Il ne se sent pas différent. Il n’assimile pas encore cette nuance, pourtant significative. Il ne parle pas de ses lectures. Il lit et s’en satisfait, à l’image des lecteurs que rêveraient de posséder les écrivains ; dénués de critiques aériennes sur le fond d’un sujet peu approfondi, sur une grammaire peu exploitée ou encore sur la longueur de chapitres non harmonisée. Lire et lire, voilà tout.

Bien sûr, il a ses préférences et à son âge, elles sont largement focalisées sur des histoires héroïques, fantastiques, imaginaires. Le lundi, il ramène les ouvrages empruntés la semaine précédente, ou celle d’avant, quand il n’a pas réussi à en achever la totale interprétation. Car, sans critères d’analyses aboutis, il exerce au moins son habileté à comprendre chaque récit entamé. Il s’aide allègrement du dictionnaire illustré que « Gran’ Pa’ » lui a offert l’an passé, sur lequel il aiguisait lui-même ses connaissances à son âge. Angus aime lui conférer une image de fantôme des livres anciens, un dieu sans lequel la majeure partie des métaphores et des comparaisons demeureraient encombrées d’adjectifs sans autres atouts que la variation des nuances.


Il y aussi les difficultés liées à la lecture en elle-même. Les gros livres, lourds, pleins de pages qui impressionnent, les petits, trop courts et dont l’esprit réclame ardemment une suite. Les épais volumes dessinés de minuscules alphabets sont ses « bêtes noires », parce qu’il faut se concentrer sur les mots pour ne pas les confondre avec d’autres. Et parmi tous ces livres lus, à lire, un problème persiste, tels les sentiments des héros loin de leurs compagnes des grandioses aventures. Angus s’encombre de ce relent récalcitrant, de cette appréhension devenue incomparable et si bizarre, si incompréhensible, bêtement présente ; la numérotation des pages.


A chaque nouvelle histoire, le même souci s’éternise, parfois longuement, très constant.

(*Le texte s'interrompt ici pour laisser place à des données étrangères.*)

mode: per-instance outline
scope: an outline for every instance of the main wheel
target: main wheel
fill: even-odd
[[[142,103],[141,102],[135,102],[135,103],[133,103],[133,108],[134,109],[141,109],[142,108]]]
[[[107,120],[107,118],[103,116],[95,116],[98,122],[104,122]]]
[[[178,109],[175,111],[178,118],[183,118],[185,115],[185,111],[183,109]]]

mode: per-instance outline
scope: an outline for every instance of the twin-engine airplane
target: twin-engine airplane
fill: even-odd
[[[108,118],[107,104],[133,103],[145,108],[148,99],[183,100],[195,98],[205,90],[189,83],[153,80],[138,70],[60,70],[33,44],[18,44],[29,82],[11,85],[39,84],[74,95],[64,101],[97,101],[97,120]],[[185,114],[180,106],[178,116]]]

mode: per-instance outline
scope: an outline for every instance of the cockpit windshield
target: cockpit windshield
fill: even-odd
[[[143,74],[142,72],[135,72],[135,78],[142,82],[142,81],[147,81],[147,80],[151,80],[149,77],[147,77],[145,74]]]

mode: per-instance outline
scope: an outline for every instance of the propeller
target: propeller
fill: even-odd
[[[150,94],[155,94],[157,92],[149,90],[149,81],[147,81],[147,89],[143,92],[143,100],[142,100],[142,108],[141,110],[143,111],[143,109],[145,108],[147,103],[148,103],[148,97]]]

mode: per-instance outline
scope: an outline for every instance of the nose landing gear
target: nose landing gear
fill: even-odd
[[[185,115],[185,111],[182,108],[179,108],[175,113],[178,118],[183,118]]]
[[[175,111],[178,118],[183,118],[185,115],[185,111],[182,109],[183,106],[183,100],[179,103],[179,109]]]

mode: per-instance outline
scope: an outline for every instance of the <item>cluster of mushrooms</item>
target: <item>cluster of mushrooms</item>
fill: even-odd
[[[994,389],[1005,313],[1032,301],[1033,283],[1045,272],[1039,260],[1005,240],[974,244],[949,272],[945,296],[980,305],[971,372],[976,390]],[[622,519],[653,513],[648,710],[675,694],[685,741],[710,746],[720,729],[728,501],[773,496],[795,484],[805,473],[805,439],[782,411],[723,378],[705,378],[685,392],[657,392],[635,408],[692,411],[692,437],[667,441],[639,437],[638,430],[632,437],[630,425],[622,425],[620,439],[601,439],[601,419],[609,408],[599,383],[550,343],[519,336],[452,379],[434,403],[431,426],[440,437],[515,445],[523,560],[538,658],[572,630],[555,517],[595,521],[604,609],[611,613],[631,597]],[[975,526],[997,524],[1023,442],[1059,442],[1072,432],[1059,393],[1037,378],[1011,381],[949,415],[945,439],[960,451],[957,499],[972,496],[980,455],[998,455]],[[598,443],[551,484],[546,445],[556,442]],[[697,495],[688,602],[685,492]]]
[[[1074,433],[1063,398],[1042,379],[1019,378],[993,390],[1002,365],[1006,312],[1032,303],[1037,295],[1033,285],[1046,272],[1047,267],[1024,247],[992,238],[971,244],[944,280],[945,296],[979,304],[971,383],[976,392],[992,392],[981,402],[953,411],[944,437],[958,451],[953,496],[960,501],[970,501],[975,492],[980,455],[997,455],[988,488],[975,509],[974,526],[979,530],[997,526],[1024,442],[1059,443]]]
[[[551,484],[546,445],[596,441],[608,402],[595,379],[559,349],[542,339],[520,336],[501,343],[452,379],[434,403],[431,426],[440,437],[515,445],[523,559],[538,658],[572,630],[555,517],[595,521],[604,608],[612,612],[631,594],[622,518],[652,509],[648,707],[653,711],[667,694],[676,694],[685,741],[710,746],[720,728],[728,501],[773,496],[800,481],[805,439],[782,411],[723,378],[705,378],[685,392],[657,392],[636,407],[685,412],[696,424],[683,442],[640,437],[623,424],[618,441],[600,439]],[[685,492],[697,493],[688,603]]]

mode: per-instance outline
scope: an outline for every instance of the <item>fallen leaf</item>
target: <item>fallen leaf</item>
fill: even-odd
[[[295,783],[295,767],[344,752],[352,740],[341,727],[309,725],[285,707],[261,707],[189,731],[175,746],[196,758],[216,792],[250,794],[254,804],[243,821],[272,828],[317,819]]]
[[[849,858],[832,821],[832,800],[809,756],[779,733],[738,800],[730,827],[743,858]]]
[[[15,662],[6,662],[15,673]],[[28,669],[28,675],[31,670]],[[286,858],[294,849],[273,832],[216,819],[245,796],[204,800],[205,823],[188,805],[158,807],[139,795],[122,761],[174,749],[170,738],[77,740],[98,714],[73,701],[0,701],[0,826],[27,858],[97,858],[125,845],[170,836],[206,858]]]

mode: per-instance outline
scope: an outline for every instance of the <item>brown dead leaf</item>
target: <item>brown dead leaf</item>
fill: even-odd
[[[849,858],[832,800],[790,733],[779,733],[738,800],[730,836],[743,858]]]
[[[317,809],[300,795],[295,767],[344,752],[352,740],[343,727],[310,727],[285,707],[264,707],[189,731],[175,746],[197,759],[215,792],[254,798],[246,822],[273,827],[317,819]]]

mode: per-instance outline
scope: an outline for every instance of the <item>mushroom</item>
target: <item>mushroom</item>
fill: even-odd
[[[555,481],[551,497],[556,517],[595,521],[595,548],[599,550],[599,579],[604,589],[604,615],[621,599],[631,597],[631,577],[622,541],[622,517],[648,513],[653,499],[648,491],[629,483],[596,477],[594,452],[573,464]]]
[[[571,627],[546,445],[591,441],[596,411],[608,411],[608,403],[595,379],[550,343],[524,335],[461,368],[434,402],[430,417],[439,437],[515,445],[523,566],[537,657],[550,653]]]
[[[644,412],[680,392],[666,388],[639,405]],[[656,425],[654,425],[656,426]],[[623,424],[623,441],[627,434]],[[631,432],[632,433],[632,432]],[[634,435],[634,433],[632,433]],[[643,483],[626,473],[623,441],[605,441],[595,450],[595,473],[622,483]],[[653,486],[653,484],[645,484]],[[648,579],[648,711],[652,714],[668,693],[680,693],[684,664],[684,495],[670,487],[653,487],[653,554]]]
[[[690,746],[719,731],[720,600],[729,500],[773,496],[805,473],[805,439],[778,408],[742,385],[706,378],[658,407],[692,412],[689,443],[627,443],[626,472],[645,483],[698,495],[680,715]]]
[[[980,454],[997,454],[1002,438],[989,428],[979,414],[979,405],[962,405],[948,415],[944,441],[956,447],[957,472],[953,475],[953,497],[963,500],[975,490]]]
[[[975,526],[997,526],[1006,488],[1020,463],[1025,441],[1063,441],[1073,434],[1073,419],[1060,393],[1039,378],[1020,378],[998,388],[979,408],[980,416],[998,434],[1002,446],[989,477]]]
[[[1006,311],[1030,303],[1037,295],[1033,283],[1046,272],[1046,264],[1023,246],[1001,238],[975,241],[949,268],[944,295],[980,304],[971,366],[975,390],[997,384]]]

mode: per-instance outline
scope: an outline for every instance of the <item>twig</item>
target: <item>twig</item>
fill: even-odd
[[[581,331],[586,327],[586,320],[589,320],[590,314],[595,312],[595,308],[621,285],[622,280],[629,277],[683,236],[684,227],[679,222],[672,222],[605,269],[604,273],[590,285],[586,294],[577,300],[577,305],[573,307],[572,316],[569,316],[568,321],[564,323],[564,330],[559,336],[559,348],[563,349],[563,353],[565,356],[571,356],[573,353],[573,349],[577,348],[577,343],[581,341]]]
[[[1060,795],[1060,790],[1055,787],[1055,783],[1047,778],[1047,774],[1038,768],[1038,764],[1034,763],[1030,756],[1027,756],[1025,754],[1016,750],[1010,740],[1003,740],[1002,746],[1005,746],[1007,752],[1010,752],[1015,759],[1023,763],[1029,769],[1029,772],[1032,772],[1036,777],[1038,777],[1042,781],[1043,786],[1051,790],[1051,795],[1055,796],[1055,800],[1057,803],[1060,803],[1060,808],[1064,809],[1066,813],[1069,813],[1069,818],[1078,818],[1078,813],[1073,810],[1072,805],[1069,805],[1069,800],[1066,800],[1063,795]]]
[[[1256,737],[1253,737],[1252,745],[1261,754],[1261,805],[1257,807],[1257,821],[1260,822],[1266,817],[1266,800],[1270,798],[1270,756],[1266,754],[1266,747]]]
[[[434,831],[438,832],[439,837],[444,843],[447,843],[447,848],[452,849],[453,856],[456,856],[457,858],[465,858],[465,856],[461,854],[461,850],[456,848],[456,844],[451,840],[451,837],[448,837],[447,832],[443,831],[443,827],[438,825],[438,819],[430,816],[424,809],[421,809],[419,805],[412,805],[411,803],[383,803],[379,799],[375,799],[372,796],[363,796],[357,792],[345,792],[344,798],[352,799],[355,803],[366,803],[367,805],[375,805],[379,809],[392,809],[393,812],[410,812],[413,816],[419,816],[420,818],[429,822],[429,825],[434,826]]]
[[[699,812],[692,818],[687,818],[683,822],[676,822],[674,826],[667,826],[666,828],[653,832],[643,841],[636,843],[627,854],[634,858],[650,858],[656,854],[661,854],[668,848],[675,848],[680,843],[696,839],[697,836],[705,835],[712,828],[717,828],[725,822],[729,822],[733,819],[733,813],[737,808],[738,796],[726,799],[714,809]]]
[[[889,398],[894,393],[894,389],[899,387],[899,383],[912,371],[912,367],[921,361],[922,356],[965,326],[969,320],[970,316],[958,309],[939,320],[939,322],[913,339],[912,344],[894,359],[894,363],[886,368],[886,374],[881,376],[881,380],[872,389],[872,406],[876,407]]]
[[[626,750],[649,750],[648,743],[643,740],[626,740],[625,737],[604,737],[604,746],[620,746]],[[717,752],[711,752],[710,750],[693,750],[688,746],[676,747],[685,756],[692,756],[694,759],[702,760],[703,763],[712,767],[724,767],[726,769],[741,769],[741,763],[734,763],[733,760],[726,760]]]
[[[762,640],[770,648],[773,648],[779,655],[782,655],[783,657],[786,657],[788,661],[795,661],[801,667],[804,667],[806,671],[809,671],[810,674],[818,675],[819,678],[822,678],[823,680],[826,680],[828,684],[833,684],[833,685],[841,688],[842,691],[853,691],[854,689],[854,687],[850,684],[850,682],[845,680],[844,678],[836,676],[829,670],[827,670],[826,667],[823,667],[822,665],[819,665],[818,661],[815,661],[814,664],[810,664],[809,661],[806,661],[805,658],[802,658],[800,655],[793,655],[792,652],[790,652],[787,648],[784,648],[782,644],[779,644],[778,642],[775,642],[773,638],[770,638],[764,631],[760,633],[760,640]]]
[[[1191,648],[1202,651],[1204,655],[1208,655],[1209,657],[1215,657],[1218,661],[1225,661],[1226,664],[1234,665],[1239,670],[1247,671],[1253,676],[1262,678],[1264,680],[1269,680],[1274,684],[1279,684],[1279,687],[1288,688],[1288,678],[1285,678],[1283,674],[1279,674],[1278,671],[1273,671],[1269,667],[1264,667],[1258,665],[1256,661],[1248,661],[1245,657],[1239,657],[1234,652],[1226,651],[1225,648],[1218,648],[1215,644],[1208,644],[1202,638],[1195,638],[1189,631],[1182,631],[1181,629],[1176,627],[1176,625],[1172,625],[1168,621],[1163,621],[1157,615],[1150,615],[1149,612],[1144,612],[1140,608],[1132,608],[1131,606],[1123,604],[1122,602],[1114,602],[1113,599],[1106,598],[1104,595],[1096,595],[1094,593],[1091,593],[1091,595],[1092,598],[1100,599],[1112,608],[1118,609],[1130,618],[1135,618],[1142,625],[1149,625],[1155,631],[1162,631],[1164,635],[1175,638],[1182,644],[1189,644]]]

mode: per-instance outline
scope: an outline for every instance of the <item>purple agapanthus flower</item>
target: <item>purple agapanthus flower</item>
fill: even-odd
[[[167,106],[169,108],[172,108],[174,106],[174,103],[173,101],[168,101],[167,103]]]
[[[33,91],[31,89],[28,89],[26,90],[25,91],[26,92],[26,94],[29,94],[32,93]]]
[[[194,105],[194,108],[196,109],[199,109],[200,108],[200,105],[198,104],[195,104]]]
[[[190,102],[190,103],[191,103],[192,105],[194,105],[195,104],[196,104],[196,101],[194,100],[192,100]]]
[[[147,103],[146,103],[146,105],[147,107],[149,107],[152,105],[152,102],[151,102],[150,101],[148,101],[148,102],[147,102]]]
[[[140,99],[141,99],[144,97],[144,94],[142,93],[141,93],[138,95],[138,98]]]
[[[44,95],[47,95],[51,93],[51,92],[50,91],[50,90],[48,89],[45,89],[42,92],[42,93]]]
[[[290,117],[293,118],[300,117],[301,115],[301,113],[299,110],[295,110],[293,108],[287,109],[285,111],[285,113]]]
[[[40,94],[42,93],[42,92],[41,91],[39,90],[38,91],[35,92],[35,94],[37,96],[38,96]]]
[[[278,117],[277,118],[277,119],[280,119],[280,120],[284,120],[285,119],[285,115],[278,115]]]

Passé la couverture, il lit la préface avec l’intérêt renouvelé de cette passion des mots. Et là, le premier chapitre, la première partie débute, amenant rapidement le réflexe, le tic ou le toc qui consiste en une seule et même action ; un simple coup d’œil en dehors du cadres des lignes. Une projection en bas à gauche et une nouvelle à droite, directement sur cet ordre croissant de nombres, comme autant de relais dépassés. Les « check point » des courses dans les jeux vidéos donnant de nouveau un peu plus de temps pour parvenir jusqu’au suivant, toujours plus vite. Il ressent cette frustration, laborieusement intelligible, cette sensation inexprimable de courir après les pages, inlassablement devancé par l’envie de lire la suivante avant d’avoir parcouru la précédente. Comment accepter que c’est à la fois perturbant et exaltant, avancer contre le chronomètre, puisqu’il faut à la fois comprendre, assimiler le sens des phrases combinées et sans cesse rattraper cette obstination d’aller plus loin, plus vite.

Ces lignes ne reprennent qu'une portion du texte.